While the present invention has been illustrated and described in conjunction with a few preferred embodiments thereof it is to be understood that numerous changes and modifications may be resorted to without departing from the spirit and scope of the present invention. For example, the conduit may be formed of the sound absorbing material as above described. Also the resonator 36 is not required to be in the form of a hollow inverted-cone and it may be irregularly corrugated or wedge-shaped so as to reflect diffusely the ultrasonic wave falling thereon.
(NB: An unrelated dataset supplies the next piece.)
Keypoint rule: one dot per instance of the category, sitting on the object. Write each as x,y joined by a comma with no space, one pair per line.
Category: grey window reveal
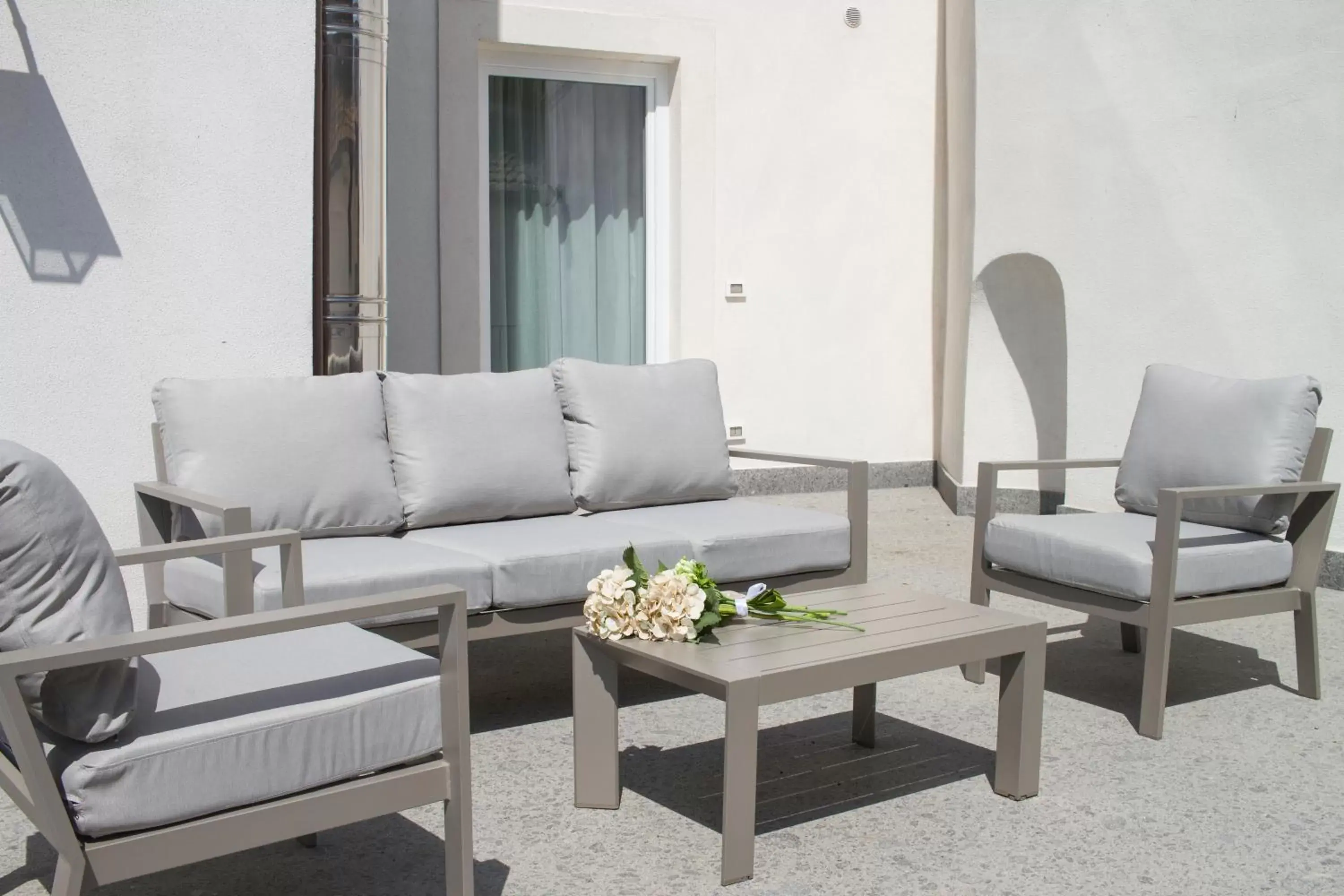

Further a net of suitable meshes may be disposed in front of both the ultrasonic transmitter and receiver and the hollow inverted cone-shaped resonator can be omitted.

Claims

1. A flow meter utilizing a Karman vortex street and comprising a conduit with a rectangular cross-sectional profile and divided into at least two parallel conduit portions through which a fluid to be measured flows, said at least two parallel conduit portions being substantially identical in transverse cross-sectional shape to each other, a laminar flow producing means in the upstream end of one of said conduit portions, a vortex generating member disposed in said one conduit portion perpendicularly to the direction of flow of the fluid to generate the Karman vortex street downstream thereof, a vortex detector disposed on said one conduit portion and directing an ultrasonic wave perpendicularly across the Karman vortex street and receiving the ultrasonic wave to detect the number of vortices of the Karman vortex street generated in a unit time, said vortex detecting generating an ultrasonic wave of the type which, unless preventive measures are taken, tends to generate a standing wave at the receiving side of said one conduit portion, and a sound absorbing material only on the inner wall of said one conduit portion at least along the portion where the ultrasonic waves exist for preventing the generation of a standing wave due to reflection of the said ultrasonic waves, whereby the flow rate of said fluid flowing through said plurality of conduit portions can be determined from measuring the flow rate of the portion of said fluid flowing through said one of said conduit portions.